Buscó a Jude una segunda vez, con la misma infalible facilidad y una segunda vez Jude retiró la mano; y al hacerlo se dio cuenta que esta repetición formaba parte del juego egocéntrico de su hermana. Un sistema sellado de carne reflejada que daba vueltas y vueltas. ¿Así era en realidad como se había hecho el mundo? Si así era, a ella le parecía una trampa y quería a su mente fuera de allí, aquí y ahora.

—No puedo quedarme aquí dentro —le dijo a Quaisoir.
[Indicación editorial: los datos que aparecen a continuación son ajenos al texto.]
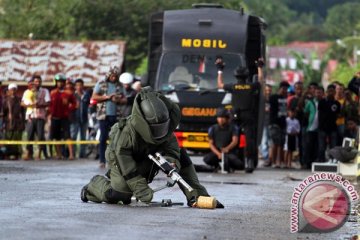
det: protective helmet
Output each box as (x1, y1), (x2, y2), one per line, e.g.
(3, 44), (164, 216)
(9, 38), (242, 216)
(119, 72), (134, 84)
(140, 96), (170, 139)
(234, 66), (249, 79)
(54, 73), (66, 82)
(106, 66), (120, 78)
(8, 83), (17, 90)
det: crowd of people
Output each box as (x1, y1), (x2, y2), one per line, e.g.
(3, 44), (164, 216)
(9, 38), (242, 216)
(259, 76), (360, 169)
(1, 63), (360, 172)
(1, 67), (141, 168)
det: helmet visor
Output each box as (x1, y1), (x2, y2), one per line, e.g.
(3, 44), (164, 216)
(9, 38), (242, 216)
(149, 119), (170, 139)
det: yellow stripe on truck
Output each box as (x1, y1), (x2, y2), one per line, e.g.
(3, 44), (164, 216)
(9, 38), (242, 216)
(176, 132), (209, 149)
(0, 140), (99, 145)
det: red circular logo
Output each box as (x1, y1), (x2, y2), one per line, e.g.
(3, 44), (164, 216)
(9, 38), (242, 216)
(301, 182), (350, 232)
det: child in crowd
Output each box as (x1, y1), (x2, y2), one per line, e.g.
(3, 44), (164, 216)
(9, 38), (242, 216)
(285, 109), (300, 168)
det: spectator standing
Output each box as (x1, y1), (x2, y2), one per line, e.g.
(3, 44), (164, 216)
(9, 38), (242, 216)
(21, 75), (50, 160)
(204, 108), (243, 171)
(2, 83), (25, 159)
(259, 84), (272, 162)
(335, 82), (345, 146)
(318, 84), (341, 162)
(70, 78), (91, 158)
(131, 81), (141, 93)
(302, 87), (324, 169)
(341, 89), (360, 122)
(49, 74), (76, 160)
(288, 82), (305, 165)
(285, 108), (300, 168)
(215, 57), (264, 173)
(119, 72), (137, 117)
(92, 67), (127, 168)
(265, 81), (289, 168)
—¿Volverás? —respondió su hermana.

—Sí, dentro de un rato.

La respuesta fue más repeticiones.

—Volverás.

Esta vez, Jude no se molestó en contestar sino que cruzó el pasadizo y trepó hasta la puerta. Concupiscencia seguía esperando al otro lado, ahora dormida, su forma delineada por las primeras señales del alba que entraba por la ventana en cuyo alféizar descansaba. El que el día estuviera naciendo sorprendió a Jude, había supuesto que todavía faltaban varias horas para que el cometa alzara su ardiente cabeza. Era obvio que estaba más desorientada de lo que había creído, el tiempo que había pasado en la habitación con Quaisoir (escuchando las plegarias, comiendo y discutiendo) no habían sido minutos sino horas. Se acercó a la ventana y miró abajo, a los oscuros patios. Unos pájaros empezaban a moverse en una cornisa, en algún lugar por debajo de ella y de repente se elevaron y se dirigieron al cielo cada vez más brillante llevándose su mirada con ellos, hacia la torre. Quaisoir había sido rotunda sobre los peligros de aventurarse allí. Pero a pesar de toda su charla sobre el amor entre mujeres, ¿no era todavía esclava de los mitos del hombre que la había convertido en la Reina de Yzordderrex, y por tanto estaba destinada a creer que los lugares que él le ocultaba le harían daño? No había mejor momento para poner a prueba ese mito que ahora, pensó Jude, que comienza un nuevo día y ha desaparecido el poder que había desarraigado el Eje y había levantado aquellos muros a su alrededor.